When asked how he felt that his ballot initiative was being cited by a landlord as reason for doubling tenants’ rents in a proactive move to skirt potential losses incurred by rent control passing, Butler said he refused to accept responsibility for Kessler’s actions.
“This doesn’t sound like a landlord, this sounds like an extortionist,” Butler said.
He added that in crafting the ordinance they assumed that landlords would resort to price gouging and that’s precisely why the ordinance included the roll back date for rental prices of November 1, 2017 if rent control does pass.
Until then, barring any action by the city council to enact a rent freeze, tenants in Long Beach will continue to be at the mercy of their landlords.

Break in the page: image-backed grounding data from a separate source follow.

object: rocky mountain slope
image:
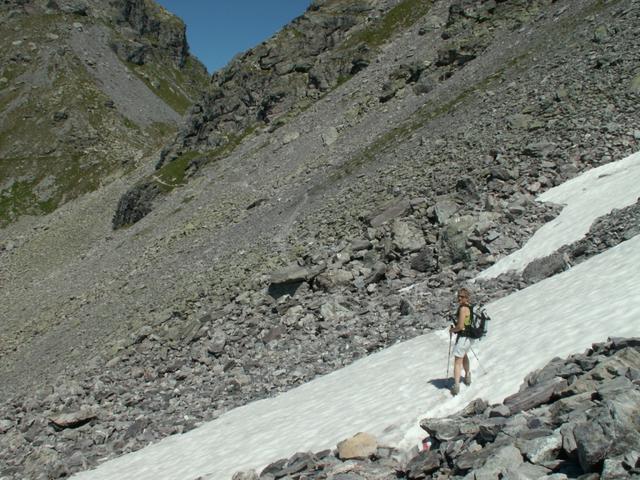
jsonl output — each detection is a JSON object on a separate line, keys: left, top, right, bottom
{"left": 0, "top": 0, "right": 639, "bottom": 477}
{"left": 0, "top": 0, "right": 208, "bottom": 226}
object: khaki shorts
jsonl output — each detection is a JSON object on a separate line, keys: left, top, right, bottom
{"left": 453, "top": 336, "right": 476, "bottom": 358}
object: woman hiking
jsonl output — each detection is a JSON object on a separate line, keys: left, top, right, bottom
{"left": 449, "top": 287, "right": 475, "bottom": 396}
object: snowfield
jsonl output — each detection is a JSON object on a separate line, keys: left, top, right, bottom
{"left": 72, "top": 151, "right": 640, "bottom": 480}
{"left": 477, "top": 150, "right": 640, "bottom": 279}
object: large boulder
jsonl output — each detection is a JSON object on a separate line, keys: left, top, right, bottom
{"left": 406, "top": 449, "right": 441, "bottom": 478}
{"left": 437, "top": 215, "right": 476, "bottom": 266}
{"left": 270, "top": 264, "right": 313, "bottom": 285}
{"left": 315, "top": 269, "right": 354, "bottom": 291}
{"left": 112, "top": 181, "right": 161, "bottom": 229}
{"left": 337, "top": 432, "right": 377, "bottom": 460}
{"left": 369, "top": 199, "right": 411, "bottom": 227}
{"left": 504, "top": 377, "right": 568, "bottom": 413}
{"left": 392, "top": 220, "right": 426, "bottom": 253}
{"left": 410, "top": 247, "right": 438, "bottom": 273}
{"left": 320, "top": 301, "right": 353, "bottom": 322}
{"left": 522, "top": 252, "right": 567, "bottom": 283}
{"left": 431, "top": 197, "right": 459, "bottom": 225}
{"left": 49, "top": 410, "right": 97, "bottom": 430}
{"left": 574, "top": 421, "right": 611, "bottom": 473}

While cities like Los Angeles and West Hollywood, which have rent control, have annual caps on how much rents can go up, cities like Long Beach which follow state laws have no such ceilings.
Susanne Browne of the Legal Aid Foundation of Los Angeles explained that in non-rent controlled cities all a landlord has to do is to give proper legal notice, which in the case of McCrae and Jorgensen would require a 60-day notice for any rental increase of over 10 percent.
Browne said that dramatic rent increases are something that her office has been seeing more of in recent months. She said that she’s aware of some instances where tenant unions have been able to negotiate pared-down versions of increases or have been able to get them spread out over time but those instances have been rare. The housing crisis facing Long Beach, Browne said, is a perfect storm of economic forces that have been brewing for some time.
“We’re just seeing massive displacement and gentrification in our city as a lot of these luxury developments come in and how there appears to be a premium on that, particularly in the downtown area,” Browne said.
“We’re seeing the displacement of thousands of residents because they can’t afford their rent anymore. It’s either that their building is either physically being removed and replaced with a newer, nicer one, or they’re still in their building but the owner is raising the rent because he or she sees that they can do that because of the luxury developments that are coming in.”
Those luxury apartments, and the billions of dollars in other developments featured in a story by The New York Times Tuesday, sit just a few blocks south of where McCrea calls home for the next few months.
She’s moving, but has no intentions of heading south to Orange County or other cities on Long Beach’s periphery. She references the downtown developments and wonders if the mayor she voted for in 2014 cares more about drawing in the people who can afford to live in those luxury apartments than keeping those that have lived here for generations.
McCrea says that her dream has always been to own a home—something no one in her family has been able to do—but the housing market in California and the ever-increasing rents are a source of constant anxiety that she won’t be able to achieve that dream in this state.
She’s lived in West Hollywood, a city often cited by landlords as a prime example of how rent control can go wrong, but she has fond memories of it. The rent was cheap and things got fixed when she requested it. She feels that something similar is needed in Long Beach as landlords currently hold too much power in setting prices and the city council has only acted in a piecemeal approach to the city’s housing crisis.
“Throwing money at a situation doesn’t make sense to me,” McCrea said, referencing a recent story in the Post of a council member helping to secure relocation assistance for displaced tenants. “Are you going to keep patching up holes? Eventually you’re going to sink. You have to get a new boat, you can’t keep putting patches over the holes and that’s what I feel like [the city’s] doing.”
Stephanie Rivera contributed to this report.